O CNC afirmou que o impacto é desigual. “Homens, famílias de baixa renda [até cinco salários mínimos], idosos [acima de 35 anos] e pessoas com maior escolaridade [ensino médio ou superior] apresentam maior vulnerabilidade aos efeitos das apostas.” José Roberto Tadros, presidente do sistema CNC-Sesc-Senac, defendeu políticas públicas sobre as plataformas e sobre a proteção do consumidor em uma declaração escrita.

Entidades do setor contestaram as conclusões antes da coletiva de imprensa.
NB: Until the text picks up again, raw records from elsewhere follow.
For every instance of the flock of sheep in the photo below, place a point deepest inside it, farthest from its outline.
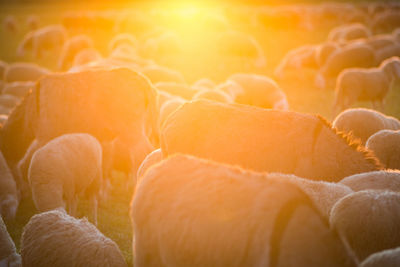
(223, 172)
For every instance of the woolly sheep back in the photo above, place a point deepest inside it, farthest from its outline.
(54, 238)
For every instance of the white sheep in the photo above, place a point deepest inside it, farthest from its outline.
(123, 39)
(176, 89)
(386, 146)
(376, 180)
(349, 32)
(151, 159)
(64, 168)
(214, 95)
(24, 72)
(259, 90)
(8, 253)
(356, 55)
(167, 109)
(366, 84)
(17, 89)
(55, 239)
(233, 44)
(10, 24)
(71, 48)
(362, 123)
(387, 258)
(162, 74)
(49, 38)
(296, 59)
(33, 21)
(368, 221)
(264, 140)
(86, 56)
(192, 212)
(9, 198)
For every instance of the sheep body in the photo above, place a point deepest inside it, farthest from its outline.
(64, 168)
(24, 72)
(55, 239)
(9, 198)
(213, 199)
(381, 228)
(386, 146)
(259, 91)
(8, 253)
(387, 258)
(363, 123)
(376, 180)
(265, 140)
O Instituto Brasileiro do Jogo Responsável (IBJR) enviou uma notificação formal ao CNC em 27 de abril exigindo “transparência metodológica” e “acesso total” aos dados que fundamentaram o estudo, alegando que edições anteriores partiram de uma “premissa totalmente desalinhada com os dados oficiais”. O instituto representa operadoras que respondem por mais de 70% do volume de apostas legais no Brasil.

O IBJR citou dados oficiais da Secretaria de Prêmios e Apostas (SPA/MF) que mostram uma receita bruta total de jogos de azar de R$ 37 bilhões em 2025 e 25.2 milhões de brasileiros apostando, argumentando que a estimativa do CNC de R$ 240 bilhões destinados a apostas em 2024 era “insustentável”. A Associação Nacional de Jogos e Loterias (ANJL) afirmou que os números do CNC “não correspondem aos dados oficiais do governo e do setor” e ignoram “a natureza multifatorial do endividamento das famílias no Brasil”.